Former Briton Mahdi Hashi now jailed by New York judge for al Shabaab terror charges

Former British citizen Mahdi Hashi was yesterday sentenced to nine years in prison at a New York court for supporting the terrorist organisation al Shabaab, three years after being secretly taken to the US from a Djibouti jail.

Hashi, 26, who was stripped of his British citizenship in 2012 by Theresa May, has spent the past three years in solitary confinement in a New York prison. He had pleaded guilty in May last year to conspiring to provide material support to al Shabaab in Somalia several years earlier.

During sentencing yesterday U.S. District Judge John Gleeson said the facts were “complicated”, accepting in part Hashi’s position that he joined al Shabaab not to engage in violent attacks but because he thought it could restore peace to war-torn Somalia, according to Reuters.

“I believe you believe this organisation you joined was dramatically different than what you thought or hoped it would be,” he said.

Hashi’s two Swedish co-defendants, Ali Yasin Ahmed and Mohamed Yusuf, were each sentenced to 11 years for conspiring to provide material support to al Shabaab two weeks ago.

The three men had been held in Djibouti in late 2012 before being brought to the US to face terror charges.

Hashi’s sentencing is the latest development in a saga that has been running for more than three years.
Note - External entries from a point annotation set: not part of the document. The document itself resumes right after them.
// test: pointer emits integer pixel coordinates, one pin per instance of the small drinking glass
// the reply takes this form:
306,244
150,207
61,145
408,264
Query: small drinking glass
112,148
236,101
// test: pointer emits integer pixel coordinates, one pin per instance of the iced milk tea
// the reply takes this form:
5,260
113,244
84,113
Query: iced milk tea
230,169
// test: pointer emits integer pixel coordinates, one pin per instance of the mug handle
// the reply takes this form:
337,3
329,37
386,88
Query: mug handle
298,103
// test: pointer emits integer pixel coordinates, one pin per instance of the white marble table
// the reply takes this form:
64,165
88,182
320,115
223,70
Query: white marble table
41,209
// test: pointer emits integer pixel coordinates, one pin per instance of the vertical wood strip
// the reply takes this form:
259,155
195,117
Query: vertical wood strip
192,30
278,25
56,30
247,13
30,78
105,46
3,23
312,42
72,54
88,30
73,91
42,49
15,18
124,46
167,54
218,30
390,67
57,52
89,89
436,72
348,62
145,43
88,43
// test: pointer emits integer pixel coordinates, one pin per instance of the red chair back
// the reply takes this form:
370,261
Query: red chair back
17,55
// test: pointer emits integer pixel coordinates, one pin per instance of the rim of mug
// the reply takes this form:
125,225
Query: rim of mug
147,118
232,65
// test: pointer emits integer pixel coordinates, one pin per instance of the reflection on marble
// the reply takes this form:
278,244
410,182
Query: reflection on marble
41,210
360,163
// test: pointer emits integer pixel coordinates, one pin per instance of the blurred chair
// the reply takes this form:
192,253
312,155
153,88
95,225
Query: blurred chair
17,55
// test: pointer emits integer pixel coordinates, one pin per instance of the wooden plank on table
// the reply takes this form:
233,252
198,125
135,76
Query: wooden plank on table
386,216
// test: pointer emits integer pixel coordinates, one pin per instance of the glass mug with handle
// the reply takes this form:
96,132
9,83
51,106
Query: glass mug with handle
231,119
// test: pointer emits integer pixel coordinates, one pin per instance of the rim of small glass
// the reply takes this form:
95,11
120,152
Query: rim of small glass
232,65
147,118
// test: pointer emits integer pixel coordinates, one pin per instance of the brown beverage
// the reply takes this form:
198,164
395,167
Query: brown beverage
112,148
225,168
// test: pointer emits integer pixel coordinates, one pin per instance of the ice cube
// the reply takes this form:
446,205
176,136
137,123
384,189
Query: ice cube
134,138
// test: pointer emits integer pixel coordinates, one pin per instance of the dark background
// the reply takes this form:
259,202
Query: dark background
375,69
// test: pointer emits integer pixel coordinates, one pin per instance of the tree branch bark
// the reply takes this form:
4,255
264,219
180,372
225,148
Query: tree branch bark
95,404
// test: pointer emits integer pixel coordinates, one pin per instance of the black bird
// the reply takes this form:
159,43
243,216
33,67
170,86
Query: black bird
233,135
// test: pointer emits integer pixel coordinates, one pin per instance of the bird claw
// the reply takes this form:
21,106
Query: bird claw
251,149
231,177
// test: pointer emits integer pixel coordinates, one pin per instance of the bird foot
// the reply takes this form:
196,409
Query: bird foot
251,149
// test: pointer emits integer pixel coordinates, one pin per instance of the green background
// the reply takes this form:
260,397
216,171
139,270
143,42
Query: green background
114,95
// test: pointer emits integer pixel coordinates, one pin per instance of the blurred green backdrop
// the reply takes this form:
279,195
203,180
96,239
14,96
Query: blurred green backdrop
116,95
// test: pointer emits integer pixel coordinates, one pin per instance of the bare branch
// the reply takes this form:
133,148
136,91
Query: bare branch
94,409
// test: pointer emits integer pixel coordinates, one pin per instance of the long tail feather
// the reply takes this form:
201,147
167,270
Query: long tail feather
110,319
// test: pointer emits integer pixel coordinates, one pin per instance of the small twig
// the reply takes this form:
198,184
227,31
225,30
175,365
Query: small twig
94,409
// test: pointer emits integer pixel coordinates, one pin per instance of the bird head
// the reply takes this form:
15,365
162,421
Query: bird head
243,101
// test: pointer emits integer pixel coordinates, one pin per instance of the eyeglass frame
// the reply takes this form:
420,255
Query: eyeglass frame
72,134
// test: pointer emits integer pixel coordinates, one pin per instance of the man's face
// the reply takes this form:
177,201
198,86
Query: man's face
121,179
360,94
All three men were accused by the US of terror offences, and all three have alleged they were abused at the hands of their captors in Djibouti.

The Bureau has been covering Hashi’s case as part of a long running investigation into the UK government’s use of controversial citizenship stripping powers.

Somali-born Hashi arrived in the UK with his family as a five-year-old in 1994 after they fled the civil war in their native Somalia and claimed asylum. At the age of 14, he became a British citizen.

After living in Egypt to study Arabic when he was 16, Hashi claimed he was “harassed” by British intelligence agencies and he and several others went public, telling the Independent in 2009 they were being pressured into spying for MI5. Shortly after this he travelled to Somalia to care for an unwell grandmother, according to his own account.

By June 2012 Hashi was still living in Somalia, now married and with a son, when his parents called to tell him a letter had arrived containing a deprivation order from the home secretary. The letter stated his British citizenship was being removed on grounds he was “involved in Islamist extremism”.

Hashi claimed he then left Somalia as there was no British embassy there from which he could launch an appeal, which under the law he had to do within 28 days. That summer he travelled to Djibouti, where he was detained by authorities along with Ahmed and Yusuf.

In legal filings the US government said Hashi, Ahmed and Yusuf were “captured” by foreign authorities on suspicion of being terrorists.

In court documents filed in their US case, the three later alleged they had been threatened with sexual abuse and torture while imprisoned in Djibouti.

Documents filed in relation to Hashi’s case by his US attorney, Mark Demarco, stated Hashi was detained “in a secret Djiboutian facility under extremely harsh conditions” and was subjected to “illegal interrogation” by US intelligence officials.

This “illegal interrogation” was just months after Theresa May had stripped him of his British citizenship. While Hashi said he was trying to get to Saudi Arabia to lodge his appeal, the US government said he was on his way to Yemen when he was detained by authorities in Djibouti.

Hashi was held incommunicado for months, and it wasn’t until a fellow inmate was released and contacted his family that they found out where he was. The family contacted the British Foreign Office, which, according to Hashi’s father, told them his son was “no longer a British national, and as such has no right to receive Consular assistance”.

Held in Djibouti and taken to the US, Hashi did not lodge an appeal against Theresa May’s deprivation order within the 28-day limit. His lawyers later appealed to the Special Immigration Appeals Commission after the deadline had passed.

Siac dismissed Hashi’s appeal a year ago, saying it was “out of time” and that Hashi “fails to show it would be unjust not to extend time for the appeal”.

His lawyers are preparing to appeal Siac’s decision. A hearing is expected at the Court of Appeal in October.